No term or provision of this Agreement shall be deemed waived and no breach consented to or excused, unless such waiver, consent or excuse is in writing and signed by the party claiming to have waived, consented or excused. Should either party consent, waive or excuse a breach by the other party, such shall not constitute a consent to, waiver of, or excuse of any other different or subsequent breach whether or not of the same kind as the original breach.
Each party represents and warrants to the other party that such party has the legal power to enter into this Agreement, that the signatory hereto has the authority to bind the applicable party, and this Agreement will constitute a legal, valid, and binding obligation of each party in accordance with its terms.

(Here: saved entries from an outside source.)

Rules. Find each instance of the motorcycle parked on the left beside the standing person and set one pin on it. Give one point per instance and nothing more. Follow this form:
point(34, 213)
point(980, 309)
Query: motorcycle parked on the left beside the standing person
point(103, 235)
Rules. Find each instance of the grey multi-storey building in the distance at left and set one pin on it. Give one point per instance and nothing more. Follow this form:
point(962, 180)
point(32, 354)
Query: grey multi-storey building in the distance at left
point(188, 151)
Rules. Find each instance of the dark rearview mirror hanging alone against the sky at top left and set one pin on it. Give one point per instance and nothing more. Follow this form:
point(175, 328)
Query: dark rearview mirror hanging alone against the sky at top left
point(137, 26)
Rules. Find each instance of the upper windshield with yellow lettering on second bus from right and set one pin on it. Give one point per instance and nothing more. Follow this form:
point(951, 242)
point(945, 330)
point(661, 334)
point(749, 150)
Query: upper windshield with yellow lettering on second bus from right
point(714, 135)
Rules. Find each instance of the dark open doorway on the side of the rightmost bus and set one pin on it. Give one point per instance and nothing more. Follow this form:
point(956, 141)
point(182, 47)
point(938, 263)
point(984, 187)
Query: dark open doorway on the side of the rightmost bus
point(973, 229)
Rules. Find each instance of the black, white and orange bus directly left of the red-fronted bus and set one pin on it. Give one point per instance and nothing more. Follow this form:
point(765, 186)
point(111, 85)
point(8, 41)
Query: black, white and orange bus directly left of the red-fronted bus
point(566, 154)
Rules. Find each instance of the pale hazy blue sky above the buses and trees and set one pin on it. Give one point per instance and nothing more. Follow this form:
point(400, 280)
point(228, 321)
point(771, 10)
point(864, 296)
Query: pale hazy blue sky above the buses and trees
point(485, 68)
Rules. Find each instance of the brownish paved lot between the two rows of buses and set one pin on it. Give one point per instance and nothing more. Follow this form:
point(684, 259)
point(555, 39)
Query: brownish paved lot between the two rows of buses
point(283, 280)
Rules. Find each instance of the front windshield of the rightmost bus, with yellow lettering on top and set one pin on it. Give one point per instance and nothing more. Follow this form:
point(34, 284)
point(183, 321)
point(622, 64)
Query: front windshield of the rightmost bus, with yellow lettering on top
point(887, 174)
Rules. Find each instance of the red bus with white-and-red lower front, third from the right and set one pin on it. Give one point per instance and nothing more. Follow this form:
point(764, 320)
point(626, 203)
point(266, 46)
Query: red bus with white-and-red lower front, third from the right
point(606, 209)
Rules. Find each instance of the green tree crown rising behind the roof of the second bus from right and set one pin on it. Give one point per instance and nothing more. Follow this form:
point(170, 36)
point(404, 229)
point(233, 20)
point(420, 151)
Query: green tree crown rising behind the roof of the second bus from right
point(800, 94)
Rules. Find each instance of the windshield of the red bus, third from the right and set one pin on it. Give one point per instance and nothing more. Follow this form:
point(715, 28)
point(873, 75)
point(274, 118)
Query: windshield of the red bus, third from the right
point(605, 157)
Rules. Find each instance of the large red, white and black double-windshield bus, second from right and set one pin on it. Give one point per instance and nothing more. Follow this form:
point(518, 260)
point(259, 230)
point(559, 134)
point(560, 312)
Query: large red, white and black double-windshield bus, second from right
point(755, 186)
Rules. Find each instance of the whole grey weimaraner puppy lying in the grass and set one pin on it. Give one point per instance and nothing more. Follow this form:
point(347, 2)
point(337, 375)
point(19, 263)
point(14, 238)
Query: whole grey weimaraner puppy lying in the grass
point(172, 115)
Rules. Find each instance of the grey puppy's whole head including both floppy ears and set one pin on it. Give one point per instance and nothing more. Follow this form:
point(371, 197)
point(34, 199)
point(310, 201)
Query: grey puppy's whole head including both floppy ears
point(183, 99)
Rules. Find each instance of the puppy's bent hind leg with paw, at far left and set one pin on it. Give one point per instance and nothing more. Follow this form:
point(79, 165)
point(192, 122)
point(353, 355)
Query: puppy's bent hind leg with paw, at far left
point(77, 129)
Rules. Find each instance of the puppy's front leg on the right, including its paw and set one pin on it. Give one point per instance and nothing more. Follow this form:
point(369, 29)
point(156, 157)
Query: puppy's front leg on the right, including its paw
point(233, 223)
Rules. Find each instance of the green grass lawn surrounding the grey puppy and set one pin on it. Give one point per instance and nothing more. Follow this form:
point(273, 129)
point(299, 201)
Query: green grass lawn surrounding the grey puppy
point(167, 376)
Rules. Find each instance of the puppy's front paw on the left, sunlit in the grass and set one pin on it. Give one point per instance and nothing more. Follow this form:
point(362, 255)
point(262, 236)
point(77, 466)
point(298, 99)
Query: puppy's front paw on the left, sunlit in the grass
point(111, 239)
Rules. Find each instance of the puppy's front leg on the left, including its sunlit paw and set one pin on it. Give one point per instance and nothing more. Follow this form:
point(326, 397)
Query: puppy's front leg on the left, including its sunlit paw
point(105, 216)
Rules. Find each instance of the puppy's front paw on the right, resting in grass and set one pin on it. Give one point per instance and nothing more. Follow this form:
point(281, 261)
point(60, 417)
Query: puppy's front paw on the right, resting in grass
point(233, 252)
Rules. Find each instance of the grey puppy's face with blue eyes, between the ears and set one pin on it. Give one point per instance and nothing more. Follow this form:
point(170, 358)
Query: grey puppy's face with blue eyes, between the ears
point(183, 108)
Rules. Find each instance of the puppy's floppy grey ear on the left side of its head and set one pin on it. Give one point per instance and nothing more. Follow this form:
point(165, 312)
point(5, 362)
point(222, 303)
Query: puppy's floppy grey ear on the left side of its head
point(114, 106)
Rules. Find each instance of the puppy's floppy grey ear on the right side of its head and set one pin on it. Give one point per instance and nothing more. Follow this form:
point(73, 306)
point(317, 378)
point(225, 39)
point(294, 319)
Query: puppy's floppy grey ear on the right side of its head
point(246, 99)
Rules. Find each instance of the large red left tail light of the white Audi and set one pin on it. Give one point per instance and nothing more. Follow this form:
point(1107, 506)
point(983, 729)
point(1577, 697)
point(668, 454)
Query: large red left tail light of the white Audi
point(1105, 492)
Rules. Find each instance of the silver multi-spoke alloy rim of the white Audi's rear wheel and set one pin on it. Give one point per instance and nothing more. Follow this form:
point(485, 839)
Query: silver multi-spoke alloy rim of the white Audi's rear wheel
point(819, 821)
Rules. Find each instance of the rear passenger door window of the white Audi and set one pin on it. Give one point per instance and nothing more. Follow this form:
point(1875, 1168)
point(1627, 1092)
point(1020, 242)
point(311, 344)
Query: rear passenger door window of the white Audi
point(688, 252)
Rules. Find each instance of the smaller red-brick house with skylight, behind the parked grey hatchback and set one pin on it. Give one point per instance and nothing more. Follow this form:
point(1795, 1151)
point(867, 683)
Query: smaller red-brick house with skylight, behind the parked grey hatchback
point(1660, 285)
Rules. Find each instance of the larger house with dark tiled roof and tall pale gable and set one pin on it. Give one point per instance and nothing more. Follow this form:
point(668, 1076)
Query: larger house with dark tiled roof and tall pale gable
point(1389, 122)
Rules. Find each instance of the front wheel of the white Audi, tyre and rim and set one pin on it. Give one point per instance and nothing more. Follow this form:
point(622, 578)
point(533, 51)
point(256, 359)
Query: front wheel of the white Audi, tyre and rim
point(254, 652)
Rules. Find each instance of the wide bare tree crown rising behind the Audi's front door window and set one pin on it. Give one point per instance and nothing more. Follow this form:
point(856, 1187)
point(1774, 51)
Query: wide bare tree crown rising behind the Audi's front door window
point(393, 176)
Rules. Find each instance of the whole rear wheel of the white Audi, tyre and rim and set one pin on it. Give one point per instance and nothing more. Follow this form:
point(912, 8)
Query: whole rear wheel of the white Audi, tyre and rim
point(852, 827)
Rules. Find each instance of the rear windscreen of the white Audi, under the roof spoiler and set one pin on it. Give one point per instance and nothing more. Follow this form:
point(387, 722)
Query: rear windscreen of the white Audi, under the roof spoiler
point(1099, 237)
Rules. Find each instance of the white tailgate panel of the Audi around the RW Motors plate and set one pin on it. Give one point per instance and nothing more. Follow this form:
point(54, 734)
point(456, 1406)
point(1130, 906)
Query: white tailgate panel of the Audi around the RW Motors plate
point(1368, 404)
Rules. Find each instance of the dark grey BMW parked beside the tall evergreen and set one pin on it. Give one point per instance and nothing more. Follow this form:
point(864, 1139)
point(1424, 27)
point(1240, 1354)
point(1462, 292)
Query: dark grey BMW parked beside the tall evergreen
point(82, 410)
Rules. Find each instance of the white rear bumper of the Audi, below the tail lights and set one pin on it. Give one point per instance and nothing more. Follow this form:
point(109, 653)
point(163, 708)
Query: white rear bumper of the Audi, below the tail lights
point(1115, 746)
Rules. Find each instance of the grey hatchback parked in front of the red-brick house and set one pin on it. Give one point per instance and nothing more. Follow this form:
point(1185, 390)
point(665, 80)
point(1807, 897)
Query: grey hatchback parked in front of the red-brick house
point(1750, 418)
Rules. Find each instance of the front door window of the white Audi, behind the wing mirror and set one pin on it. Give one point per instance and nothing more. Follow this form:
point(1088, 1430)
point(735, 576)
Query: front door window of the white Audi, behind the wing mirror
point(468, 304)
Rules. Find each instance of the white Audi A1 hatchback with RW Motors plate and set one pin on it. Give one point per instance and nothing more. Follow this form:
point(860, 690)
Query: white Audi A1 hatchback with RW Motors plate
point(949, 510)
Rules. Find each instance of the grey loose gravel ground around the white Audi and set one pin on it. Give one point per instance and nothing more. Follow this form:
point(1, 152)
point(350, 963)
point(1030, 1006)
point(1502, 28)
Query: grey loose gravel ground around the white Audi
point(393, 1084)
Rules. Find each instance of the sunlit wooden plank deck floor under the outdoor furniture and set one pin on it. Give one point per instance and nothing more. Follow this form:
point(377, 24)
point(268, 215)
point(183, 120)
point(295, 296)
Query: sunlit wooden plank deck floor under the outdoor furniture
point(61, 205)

Except for the payment of fees by Subscriber, if either party is rendered unable, wholly or in part, to carry out its obligations here under due to a force majeure event (i.e., act of God, strike, industrial disturbance, fire, store, flood, epidemic/pandemic, utility failure, governmental restraint, war, or other similar event), such party’s obligations under this Agreement will be suspended during the force majeure event. Subscriber agrees that ambiguities in this Agreement will not be construed against Launch Labs by attribution of drafting. Launch Labs may assign any of its rights or obligations to others at any time without notice to Subscriber. Subscriber may not assign any of its rights or obligations to others without Launch Labs’ prior written consent.